- It seems everybody's vying for a share of the modular synth market at the moment. Major players like Roland and Waldorf are staking their claims with new products, but underneath the major players, there's fertile development in low-level, low-cost products, which blur the boundaries between synthesis and electronic engineering.
The Soundmachines NS1nanosynth is an extreme example. It's a multi-disciplinary toy that fuses programming and modular synthesis in a package that encourages breadboarding and hacking as much as it does sound generation. On its fascia are sixteen knobs, a ribbon controller, and no less than 192 pin headers.
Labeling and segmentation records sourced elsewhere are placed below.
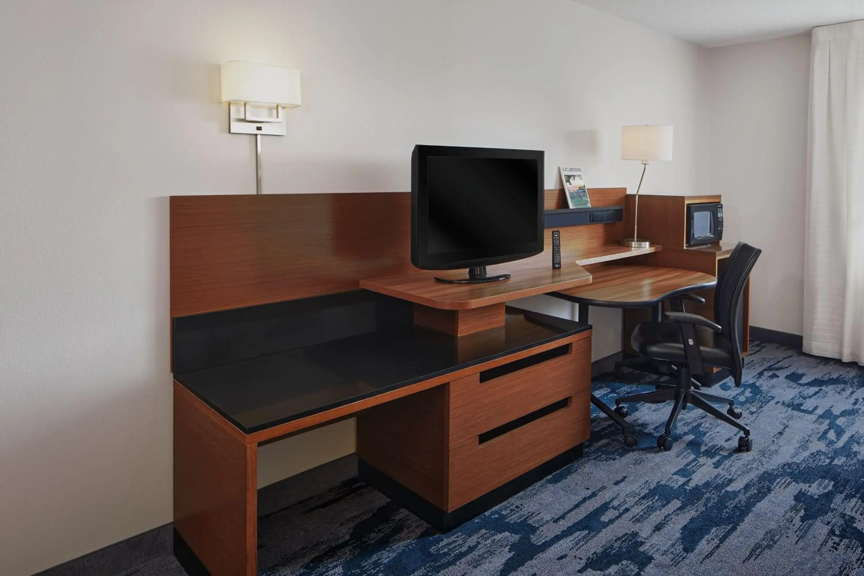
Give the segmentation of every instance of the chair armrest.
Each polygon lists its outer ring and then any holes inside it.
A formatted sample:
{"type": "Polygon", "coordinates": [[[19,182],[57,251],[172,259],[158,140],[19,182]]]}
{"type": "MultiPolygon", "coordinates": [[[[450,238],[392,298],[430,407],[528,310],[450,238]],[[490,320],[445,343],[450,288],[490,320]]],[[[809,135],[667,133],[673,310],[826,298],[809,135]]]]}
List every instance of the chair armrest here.
{"type": "Polygon", "coordinates": [[[683,298],[684,300],[692,301],[696,302],[698,304],[704,304],[705,303],[705,299],[704,298],[702,298],[702,296],[697,296],[695,294],[690,294],[689,292],[687,292],[685,294],[681,294],[681,298],[683,298]]]}
{"type": "Polygon", "coordinates": [[[710,328],[711,330],[721,332],[723,329],[715,324],[707,318],[702,318],[699,314],[691,314],[689,312],[667,312],[664,315],[667,320],[672,322],[685,322],[687,324],[695,324],[696,326],[702,326],[706,328],[710,328]]]}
These headers are divided into three main sections: Arduino headers on the left, an analogue modular synthesis section at the top, and a panel on the right geared towards manipulation of digital signals. For those not familiar with the Arduino, it's basically a microcontroller that allows you to program just about anything you can think of (Laser harp? Check). The Arduino software is easily programmed with the C or C++ coding languages and there's a whole community of users uploading libraries of programs for you to use.
The NS1nanosynth can use MIDI signals to control pitch, CV, and mod wheel parameters, which you can access from your DAW by plugging in the included USB cable. I found the firmware to be slightly buggy—for example, playing a note below C2 occasionally disabled the MIDI port, requiring a reset of the unit or the DAW—but in general it works well. You can also use the Mozzi library to turn the digital section of the NS1 into a synth or effects processor capable of waveshaping, delay, flanging, filtering and much more. For the truly adventurous, you could program your own implementation of any other effect you know of, or create completely new ones.
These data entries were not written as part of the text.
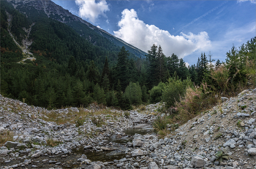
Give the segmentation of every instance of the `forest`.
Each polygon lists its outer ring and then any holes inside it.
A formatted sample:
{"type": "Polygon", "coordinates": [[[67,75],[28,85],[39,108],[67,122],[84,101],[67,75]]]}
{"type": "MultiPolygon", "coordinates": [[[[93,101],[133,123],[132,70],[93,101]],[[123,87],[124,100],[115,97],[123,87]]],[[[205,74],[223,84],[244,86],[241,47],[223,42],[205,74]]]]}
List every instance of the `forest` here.
{"type": "Polygon", "coordinates": [[[152,44],[142,58],[104,38],[99,42],[104,45],[94,45],[66,24],[26,17],[8,3],[1,5],[1,94],[48,109],[97,103],[131,109],[162,101],[170,111],[182,103],[188,89],[200,90],[193,99],[203,101],[235,93],[250,79],[256,83],[256,37],[238,49],[233,47],[225,62],[202,53],[189,67],[174,53],[165,56],[161,46],[152,44]],[[7,31],[6,12],[15,15],[11,31],[19,42],[26,35],[22,28],[35,23],[29,37],[35,60],[18,63],[23,56],[7,31]]]}

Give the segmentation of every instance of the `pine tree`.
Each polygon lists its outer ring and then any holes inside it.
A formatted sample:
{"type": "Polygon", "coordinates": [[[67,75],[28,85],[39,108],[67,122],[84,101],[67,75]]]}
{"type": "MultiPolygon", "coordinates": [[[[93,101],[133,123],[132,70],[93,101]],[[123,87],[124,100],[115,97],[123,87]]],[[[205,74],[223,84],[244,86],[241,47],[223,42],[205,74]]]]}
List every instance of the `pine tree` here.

The modular synthesis area takes up the majority of the NS1's real estate. Left to right, it follows a signal path from the VCO, to the filter, to the amp. Initially, the sub-sections are difficult to pick out, but they're well aligned with their respective pots, so after a while everything starts to become clear. There is only one VCO, but it outputs six different waveforms, including a sub oscillator, pulse width variable pulse wave, and white and pink noise, all of which can be mixed. The tonal waveforms all cover the same pitch range, apart from the sub oscillator, but you can transpose by an octave using the clock divider (though I imagine other intervals could be programmed using the Arduino). There's also a single ADSR envelope generator, which can be patched through two attenuators to various modulation destinations. Each attenuator has two sets of inputs and outputs, and these effectively provide amount controls—controlling CV signals with these parameters is a great way to understand the key role that voltage plays in modular synthesis. There are two sets of LFOs, each with a frequency control and four outputs, namely two triangle and two square waveforms. This design is indicative of how the NS1 makes the most of single components by providing multiple outputs. There are also four mixers, four signal multiplexers, a difference mixer, and a range of CV sources. There's also a sample and hold module, and a ribbon controller that outputs gate and CV information.
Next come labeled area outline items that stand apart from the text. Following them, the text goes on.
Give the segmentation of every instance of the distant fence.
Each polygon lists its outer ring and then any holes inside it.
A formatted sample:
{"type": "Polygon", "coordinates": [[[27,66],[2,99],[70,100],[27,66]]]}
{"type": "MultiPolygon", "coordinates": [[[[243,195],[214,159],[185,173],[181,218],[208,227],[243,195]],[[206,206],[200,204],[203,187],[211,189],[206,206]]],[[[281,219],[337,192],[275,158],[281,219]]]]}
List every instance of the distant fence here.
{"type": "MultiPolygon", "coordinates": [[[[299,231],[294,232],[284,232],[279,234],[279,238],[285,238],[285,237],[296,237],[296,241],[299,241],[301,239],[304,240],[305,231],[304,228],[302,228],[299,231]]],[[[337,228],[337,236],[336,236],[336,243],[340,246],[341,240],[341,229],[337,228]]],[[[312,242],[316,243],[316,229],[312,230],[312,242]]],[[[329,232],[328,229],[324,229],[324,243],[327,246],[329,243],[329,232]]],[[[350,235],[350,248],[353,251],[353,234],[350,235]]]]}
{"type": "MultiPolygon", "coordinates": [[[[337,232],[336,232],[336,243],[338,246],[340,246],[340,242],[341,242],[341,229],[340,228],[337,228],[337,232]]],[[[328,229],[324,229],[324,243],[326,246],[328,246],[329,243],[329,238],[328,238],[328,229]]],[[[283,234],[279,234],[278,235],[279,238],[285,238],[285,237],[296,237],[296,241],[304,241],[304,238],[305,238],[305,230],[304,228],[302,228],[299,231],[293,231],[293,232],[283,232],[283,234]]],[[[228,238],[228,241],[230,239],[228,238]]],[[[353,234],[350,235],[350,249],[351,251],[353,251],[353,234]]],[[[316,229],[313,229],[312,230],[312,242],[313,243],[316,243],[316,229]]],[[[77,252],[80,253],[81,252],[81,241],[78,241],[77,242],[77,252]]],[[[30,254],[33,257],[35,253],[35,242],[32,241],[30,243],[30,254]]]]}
To the right side of the unit are buttons, sensor inputs, a few clock dividers, and various logic gates. The logic gates can do interesting things with the square wave LFOs and process audio frequency signals, so achieving effects like digital ring modulation are eminently possible, as per one of the patches in the user manual. The manual and the Soundmachines website provide enough patches to get your head around the whole device, and there's also a GitHub repository that contains a database of patches submitted by other NS1 users. Patching up a basic percussive bass sound gives a solid, earthy tone, but things get really interesting when exploring more esoteric techniques. Feeding the oscillator back into its own pitch CV, for example, results in an FM tone for some pitches, and descends into weird clicking for others. Also, every CV and most audio signals range from 0 to 5V, meaning you can treat one as the other, and the LFOs run up to 160 Hz, so they can act as a source of audio or FM.
The NS1nanosynth is very portable, but I'd say the small size of the pin headers and their labels would make it difficult to patch in a dark live environment. It's most at home in the project studio. However, the NS1nanobridge kit allows you to interface with Eurorack equipment, which would likely make things easier. There's also an NS1 experiment kit that includes another breadboard, integrated circuits and a range of other components, allowing you to delve further into circuit design. Needless to say, this is one for the geeks. To get the most out of it, you either need to have a decent knowledge of programming, electronics, and synthesis upfront, or be prepared for a steep learning curve. The manual covers both synthesis and the separate modules in some detail with informative patches, but if you're learning about these areas as you go, it'll take a while to digest. Whatever your current knowledge level, this is a synth for people who love to learn and get to the bottom of how things work. If that's you, you'll find it a huge amount of fun.